Conversely, if we were to have only Ti, all Thinking processes would be relegated to the type of ivory tower thinking that predominated in Kant’s philosophy. We would have lots of rich, original concepts, and metaphysical and epistemological speculations, but we would have little ability to determine which concepts and ideas were fertile and which were merely dead ends and intellectual window dressing. We might make qualitatively new discoveries from time to time, such as a new star in physics or a new periodic element in chemistry, but we would have only the faintest, most basic idea of how one discovery relates to another, and their potential uses and more precise properties would remain undiscovered. In short, we would have a big pie in the sky with little actual progress.
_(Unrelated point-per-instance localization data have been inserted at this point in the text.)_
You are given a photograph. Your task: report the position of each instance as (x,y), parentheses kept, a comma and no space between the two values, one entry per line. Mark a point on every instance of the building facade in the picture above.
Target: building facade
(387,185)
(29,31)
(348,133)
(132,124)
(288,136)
In the end, the best recipe for success is probably a cross-fertilization like the one that took place between Bill Gates and Paul Allen in the first years of Microsoft. As Paul Allen recalls:

“My ideas were definitely key to the company. [But] Bill would test my ideas. [For each idea that was accepted] I would come to him with another 10 ideas that never went anywhere – he was the sanity check on the flow of ideas.”[4]

***

Jung in Plain Language © Ryan Smith and CelebrityTypes International 2014.
Image in the article commissioned for this publication from artist Darwin Cen.

NOTES


[1] However, it must be said that Nokia’s failure was not just a failure of empiricism. For example, Nokia could perhaps have done some consumer research in order to find out what the average consumer regarded as “cool” and attractive in a phone. In this way, Te could have “measured irrationality rationally” as, incidentally, H.J. Eysenck was a master of doing.

[2] Interestingly, Eysenck approved of both Jungian typology and the MBTI.

[3] At CelebrityTypes we assess Hume as ENTP. But the difference is close enough. Actually, if the reader will agree that Hume is indeed an ENTP, Hume may here be said to embody a certain advanced paradox that we have hitherto not seen described in the literature. Namely that people sometimes have a tendency to cognitively over-value their auxiliary function even though they clearly have a structural cognitive preference for their dominant function. For example, ENTPs may sometimes be observed to ascribe more significance to Ti judgments than INTPs. Several possible interpretations present themselves, but the one we find to be the most cogent is that since the conscious use of the auxiliary function is experienced as taxing and aspirational, some people are wont to overvalue its machinations. And conversely, since the dominant function is typically more capable, one has a better grasp not only of its strengths but also its limitations. One knows what it can and cannot be used for.

[4] Allen, interview with Ed Pilkington in The Guardian, May 2nd, 2011.